In Joan Retallack’s new manuscript, we are led with a firm hand through conundrums of time. In listing short and infinite variables of time we are warned “Don’t let any of this distract you.” THE REINVENTION OF TRUTH Fables, Moral Tales, and Other Awkward Constructions is an indulgence in the irony of how poetry could be, a supreme form of distraction, of swerving away from whatever is locked in view, (in time).
Retallack opens up the feeling of not having enough time or calculating what we have time for. What emerges or nudges through is the possibility for attention, in which no topic is too wide or iconic. Awkwardness is hailed like a cab, ready to move. We are guided in through grammar we might take for granted. Retallack writes “I will be your personal pronoun for the duration of this sentence. You will be my personal pronoun for the duration of this sentence. It’s all about remaining in motion, avoiding collision.”
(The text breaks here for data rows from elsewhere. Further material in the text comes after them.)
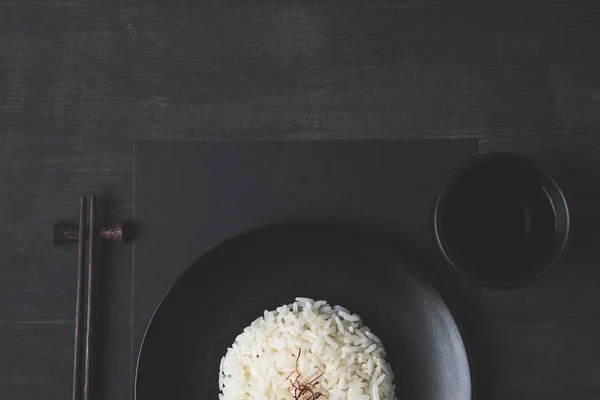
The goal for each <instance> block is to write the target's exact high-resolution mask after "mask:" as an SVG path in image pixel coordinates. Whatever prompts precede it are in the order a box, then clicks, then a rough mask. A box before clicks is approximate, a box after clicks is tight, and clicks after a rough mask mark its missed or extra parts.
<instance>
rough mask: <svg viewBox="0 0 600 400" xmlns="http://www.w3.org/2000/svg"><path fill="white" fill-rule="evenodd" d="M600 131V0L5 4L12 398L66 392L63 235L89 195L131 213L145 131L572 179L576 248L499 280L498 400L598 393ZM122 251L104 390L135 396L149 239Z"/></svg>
mask: <svg viewBox="0 0 600 400" xmlns="http://www.w3.org/2000/svg"><path fill="white" fill-rule="evenodd" d="M492 3H493V4H492ZM599 130H600V3H598V2H597V1H596V0H588V1H575V0H573V1H548V0H544V1H541V0H540V1H535V0H531V1H528V0H520V1H513V0H505V1H495V2H483V1H482V2H477V1H460V2H459V1H432V0H422V1H412V0H409V1H369V2H367V1H331V2H317V1H314V2H312V1H298V2H291V1H263V0H230V1H219V0H208V1H205V0H196V1H166V0H162V1H161V0H145V1H142V0H139V1H133V0H123V1H91V0H81V1H70V0H57V1H51V2H48V1H41V0H31V1H21V0H6V1H4V2H2V3H1V4H0V222H1V225H0V226H1V227H0V398H1V399H42V398H43V399H64V398H67V397H68V396H69V392H70V387H71V381H70V378H71V368H72V365H71V363H72V340H73V317H74V304H75V276H76V268H75V248H72V247H71V248H54V247H53V246H52V243H51V234H50V228H51V225H52V223H53V222H57V221H61V220H74V219H75V218H76V216H77V207H78V201H79V200H78V198H79V196H80V195H82V194H97V195H99V196H100V197H101V198H102V199H104V200H103V204H102V205H101V211H102V212H101V214H102V215H101V218H102V220H103V222H110V221H111V220H117V219H119V220H120V219H131V217H132V215H131V200H132V199H131V195H132V185H131V182H132V159H131V155H132V143H133V141H134V140H142V139H143V140H152V139H157V140H172V139H176V140H188V139H189V140H193V139H199V138H210V139H216V138H221V139H240V138H243V139H249V138H250V139H253V138H256V139H258V138H260V139H271V138H273V139H275V138H276V139H285V138H306V139H313V138H314V139H319V138H359V137H401V138H457V137H460V138H478V139H480V149H481V150H482V151H493V150H503V151H514V152H518V153H521V154H525V155H529V156H531V157H533V158H535V159H537V160H538V161H541V162H542V163H543V164H545V165H546V166H548V167H549V168H550V170H552V171H553V172H554V173H555V175H556V176H557V178H558V179H559V181H560V182H561V183H562V184H563V186H564V188H565V190H566V191H567V192H568V195H569V198H570V202H571V206H572V209H573V214H574V219H575V221H574V222H575V235H574V238H573V241H572V245H571V249H570V251H569V254H568V255H567V257H566V258H565V259H564V262H563V263H562V266H561V267H559V268H556V269H554V270H553V271H552V272H551V273H549V274H548V275H547V276H546V277H545V278H544V279H543V280H542V281H540V282H539V283H537V284H535V285H533V286H531V287H528V288H524V289H519V290H515V291H511V292H496V291H484V292H483V294H482V304H484V305H485V307H486V309H487V310H490V314H489V315H490V317H489V318H490V319H492V320H491V321H490V323H489V326H491V327H493V329H490V331H489V332H481V340H483V341H487V342H489V359H490V360H494V362H493V363H489V365H486V368H484V369H483V370H482V372H481V374H483V375H484V376H485V381H486V382H488V383H487V384H486V385H485V386H484V387H482V388H479V389H480V390H479V394H480V398H483V399H492V400H494V399H517V400H520V399H544V400H559V399H560V400H565V399H569V400H571V399H577V400H589V399H597V398H600V268H599V265H600V250H598V249H595V247H596V244H597V243H598V240H599V239H600V232H599V230H598V229H597V228H596V226H597V225H598V222H599V219H598V216H599V212H598V211H597V209H596V207H597V205H598V204H600V132H599ZM105 257H107V258H108V261H109V263H108V264H107V265H109V267H108V269H106V270H105V271H103V273H104V274H105V279H104V281H103V282H104V284H103V287H102V291H103V292H104V294H105V296H107V298H109V299H110V301H109V302H107V303H105V304H103V305H102V310H101V315H102V316H103V318H104V321H106V323H104V324H103V326H102V331H103V334H104V337H105V343H106V347H105V352H104V354H103V356H102V358H103V361H104V366H103V371H104V373H103V374H102V382H103V384H102V386H103V398H107V399H108V398H110V399H127V398H129V397H130V388H129V380H130V375H129V367H130V365H129V364H130V357H129V345H130V337H129V320H130V298H131V293H130V286H131V270H130V269H128V268H120V267H117V265H119V264H118V263H114V262H110V261H111V260H117V259H118V260H130V258H131V249H130V247H129V246H127V245H125V246H120V247H117V246H113V247H111V248H108V249H107V252H106V254H105ZM123 304H125V305H127V306H125V307H124V306H123ZM108 321H110V322H108ZM508 350H510V351H508Z"/></svg>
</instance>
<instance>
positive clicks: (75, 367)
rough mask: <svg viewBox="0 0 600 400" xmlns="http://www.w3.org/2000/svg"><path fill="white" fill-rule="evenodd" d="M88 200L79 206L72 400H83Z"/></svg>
mask: <svg viewBox="0 0 600 400" xmlns="http://www.w3.org/2000/svg"><path fill="white" fill-rule="evenodd" d="M86 208H87V203H86V198H85V197H82V198H81V200H80V205H79V238H78V242H77V245H78V246H77V247H78V257H77V300H76V306H75V344H74V349H73V350H74V354H73V393H72V400H79V399H81V361H82V360H81V356H82V349H81V347H82V339H83V336H82V330H83V329H82V327H83V326H82V323H83V312H84V309H83V301H84V300H83V297H84V291H83V289H84V285H83V280H84V277H85V255H86V252H85V228H86V226H85V225H86V221H85V219H86V214H87V210H86Z"/></svg>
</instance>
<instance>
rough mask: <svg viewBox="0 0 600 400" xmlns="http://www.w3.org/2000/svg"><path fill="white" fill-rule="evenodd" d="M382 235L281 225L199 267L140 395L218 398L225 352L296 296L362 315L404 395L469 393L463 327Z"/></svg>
mask: <svg viewBox="0 0 600 400" xmlns="http://www.w3.org/2000/svg"><path fill="white" fill-rule="evenodd" d="M393 247H395V245H394V242H393V241H392V242H390V241H388V238H387V237H386V238H385V239H384V238H383V237H382V236H379V235H375V234H374V233H368V234H367V233H362V234H361V233H357V232H356V231H353V230H350V229H347V228H345V229H341V228H334V227H330V226H325V225H306V224H303V225H294V224H290V225H281V226H274V227H267V228H262V229H259V230H256V231H254V232H251V233H248V234H245V235H242V236H240V237H238V238H235V239H233V240H231V241H228V242H226V243H224V244H223V245H221V246H219V247H217V248H216V249H214V250H213V251H211V252H210V253H208V254H207V255H205V256H204V257H202V258H201V259H200V260H199V261H198V262H197V263H196V264H194V265H193V266H192V267H191V268H190V269H189V270H188V271H187V272H186V273H185V274H184V275H183V276H182V278H181V279H179V281H178V282H177V283H176V284H175V285H174V286H173V287H172V288H171V290H170V291H169V293H168V294H167V295H166V296H165V298H164V300H163V301H162V303H161V305H160V307H159V308H158V309H157V311H156V313H155V315H154V317H153V319H152V322H151V323H150V326H149V328H148V330H147V332H146V336H145V338H144V343H143V346H142V350H141V352H140V355H139V359H138V368H137V375H136V388H135V389H136V399H137V400H148V399H163V398H171V399H172V398H181V399H183V398H185V399H216V398H217V395H218V369H219V362H220V359H221V357H222V356H223V355H224V354H225V352H226V350H227V347H229V346H230V345H231V344H232V343H233V340H234V339H235V337H236V336H237V335H238V334H239V333H240V332H241V331H242V330H243V328H244V327H245V326H247V325H249V324H250V323H251V322H252V321H253V320H254V319H256V318H257V317H258V316H260V315H262V312H263V311H264V310H265V309H269V310H272V309H275V308H276V307H278V306H280V305H282V304H286V303H291V302H293V301H294V298H295V297H296V296H305V297H312V298H315V299H324V300H327V301H329V302H330V303H332V304H340V305H342V306H344V307H346V308H348V309H350V310H351V311H352V312H355V313H358V314H359V315H360V316H361V317H362V318H363V321H364V323H365V324H366V325H368V326H369V327H370V328H371V329H372V330H373V332H374V333H376V334H377V335H378V336H379V337H380V338H381V339H382V341H383V343H384V346H385V348H386V350H387V352H388V361H389V363H390V365H391V366H392V369H393V371H394V375H395V377H396V391H397V395H398V398H401V399H402V398H406V399H408V398H410V399H411V400H448V399H453V400H470V399H471V379H470V373H469V364H468V359H467V354H466V351H465V346H464V344H463V341H462V338H461V335H460V332H459V329H458V328H457V325H456V323H455V321H454V319H453V317H452V315H451V313H450V312H449V310H448V308H447V307H446V305H445V304H444V302H443V300H442V299H441V297H440V296H439V294H438V293H437V292H436V291H435V289H434V288H433V287H432V286H431V284H430V283H429V282H428V281H427V280H426V279H425V278H424V277H423V276H422V274H420V273H418V272H417V271H416V269H417V268H416V267H417V265H415V264H414V262H411V261H409V259H408V257H406V258H405V257H403V256H402V252H401V251H399V250H398V249H393Z"/></svg>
Retallack is Dante-like while probing contemporary consciousness as constant taste bud shout-outs of exciting realizations and calm proclamations: “the untimely must occur in real time regardless of one’s level of angst.”
As the champion of both the procedure and the errata, of finding “meaning in misspelled words,” Retallack confronts the discomfort mixed with the realm of critique alongside decisive referents, whether to Hieronymus Bosch or to a mysterious pronoun. “The surviving Theys could not talk about it themselves due to the nature of impersonal pronouns.” In demonstrating how to dialogue in a raucous way with her choice of referents, Retallack turns canons un limp when working towards what is unclear, what is assumed. Notably, we gather the struggle in what nearness can be approximated from a referent.
The “imaginative excesses” are voices of jubilant and defiant marginalia. Unresolving the question if we can see and call out the unreliable narrators then is the narrative more reliable? I feel stumped and exhilarated at the same time. Reading has never been more visible.